My strength is dried up like a potsherd,
My tongue clings to my jaws;
And you have brought me to the dust of death."
Well hello! If that didn't describe how I felt I don't know what could! Needless to say I went back to the beginning of the Psalm and REALLY read it. While this is one of the prophetic Psalms describing Messiah it is also a promise that I really need to hear sometimes. God hasn't forgotten me, He doesn't despise me, He hasn't turned His back on me or caused this to happen to me. He has ALLOWED it to happen, not MADE it happen and there is a difference.

God hears my prayers and He answers them! Sometimes I don't like the answers ('Lord, I want to feel better' meant I wanted to be like everyone else NOT be told I HAD to go on disability) but if we take time (like when we are stuck in bed) and are in the right frame of mind (dwelling on the things of Heaven and not the pain or what we can't do perhaps?) things come to light that were missed in the darkness of our personal gloom.

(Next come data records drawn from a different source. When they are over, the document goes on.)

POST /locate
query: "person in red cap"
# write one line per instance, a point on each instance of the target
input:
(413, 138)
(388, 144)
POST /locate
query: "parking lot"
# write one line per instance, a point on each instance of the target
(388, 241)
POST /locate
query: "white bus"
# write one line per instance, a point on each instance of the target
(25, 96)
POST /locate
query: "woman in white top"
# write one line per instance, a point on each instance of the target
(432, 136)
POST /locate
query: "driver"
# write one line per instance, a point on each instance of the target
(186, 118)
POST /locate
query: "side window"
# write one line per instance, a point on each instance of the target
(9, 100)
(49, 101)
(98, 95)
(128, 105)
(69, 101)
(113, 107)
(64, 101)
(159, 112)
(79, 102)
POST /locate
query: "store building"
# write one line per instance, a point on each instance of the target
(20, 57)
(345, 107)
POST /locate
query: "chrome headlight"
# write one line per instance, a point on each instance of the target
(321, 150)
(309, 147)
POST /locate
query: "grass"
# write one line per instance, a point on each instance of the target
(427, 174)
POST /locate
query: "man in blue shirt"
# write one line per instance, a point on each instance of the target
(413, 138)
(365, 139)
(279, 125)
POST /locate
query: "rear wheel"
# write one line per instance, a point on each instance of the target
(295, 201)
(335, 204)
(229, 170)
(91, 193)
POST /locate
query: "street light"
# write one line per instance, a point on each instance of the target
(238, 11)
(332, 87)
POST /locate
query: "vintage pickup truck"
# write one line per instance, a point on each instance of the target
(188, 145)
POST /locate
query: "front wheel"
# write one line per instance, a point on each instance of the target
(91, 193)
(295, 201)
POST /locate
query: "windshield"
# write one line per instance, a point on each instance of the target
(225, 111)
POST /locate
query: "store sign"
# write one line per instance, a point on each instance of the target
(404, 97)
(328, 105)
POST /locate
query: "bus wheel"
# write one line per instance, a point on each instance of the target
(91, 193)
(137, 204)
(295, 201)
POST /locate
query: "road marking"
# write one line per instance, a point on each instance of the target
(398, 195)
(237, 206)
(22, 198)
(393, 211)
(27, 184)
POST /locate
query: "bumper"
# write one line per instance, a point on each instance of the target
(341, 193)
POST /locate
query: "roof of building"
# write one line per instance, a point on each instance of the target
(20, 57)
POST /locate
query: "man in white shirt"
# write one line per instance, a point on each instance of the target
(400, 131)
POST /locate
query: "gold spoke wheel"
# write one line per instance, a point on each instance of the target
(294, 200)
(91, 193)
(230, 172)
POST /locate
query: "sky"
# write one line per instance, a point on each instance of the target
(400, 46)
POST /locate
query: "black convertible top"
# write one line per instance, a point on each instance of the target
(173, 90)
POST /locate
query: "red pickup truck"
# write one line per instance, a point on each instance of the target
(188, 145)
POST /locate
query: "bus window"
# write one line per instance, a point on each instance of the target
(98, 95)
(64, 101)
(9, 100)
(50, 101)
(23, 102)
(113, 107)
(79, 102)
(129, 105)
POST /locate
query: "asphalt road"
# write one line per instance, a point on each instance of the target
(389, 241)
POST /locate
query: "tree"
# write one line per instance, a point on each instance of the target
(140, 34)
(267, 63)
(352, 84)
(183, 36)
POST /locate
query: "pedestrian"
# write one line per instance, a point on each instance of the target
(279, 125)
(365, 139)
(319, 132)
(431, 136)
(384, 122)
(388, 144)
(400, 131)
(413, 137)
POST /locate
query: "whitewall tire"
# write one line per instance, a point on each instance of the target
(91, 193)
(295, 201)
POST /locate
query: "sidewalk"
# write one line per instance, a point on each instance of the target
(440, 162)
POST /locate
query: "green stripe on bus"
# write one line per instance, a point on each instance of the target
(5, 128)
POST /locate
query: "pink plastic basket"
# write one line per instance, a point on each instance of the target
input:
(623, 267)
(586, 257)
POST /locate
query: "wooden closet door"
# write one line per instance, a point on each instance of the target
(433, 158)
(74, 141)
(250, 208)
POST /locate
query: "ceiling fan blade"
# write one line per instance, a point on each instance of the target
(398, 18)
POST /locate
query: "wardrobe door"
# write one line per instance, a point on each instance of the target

I got phone calls made AND got answers today because i took time to really explain what I wanted, how much I needed and what I needed it for. I prayed for people today that I haven't seen in years because I had the time to go down my Facebook friends list and do that. And perhaps most importantly I was reminded that there is no amount of physical pain that I suffer which Christ has not already felt and dealt with.
So, the next time I have a day that sees me spending more time in bed then I would like you know what I'll be doing - after I take my meds - I'll be going back to the Book, looking for more comfort and going over my list of friends and family praying for their comfort!

Sometimes I think it would be nice to spend a day in bed being lazy, eating bonbons and reading magazines but truthfully that's not how I'm made. So for now it's 'up and at'em' every chance I get and when my body decides otherwise, well I'll put my willing mind to good use while the weak body gets the rest it demands.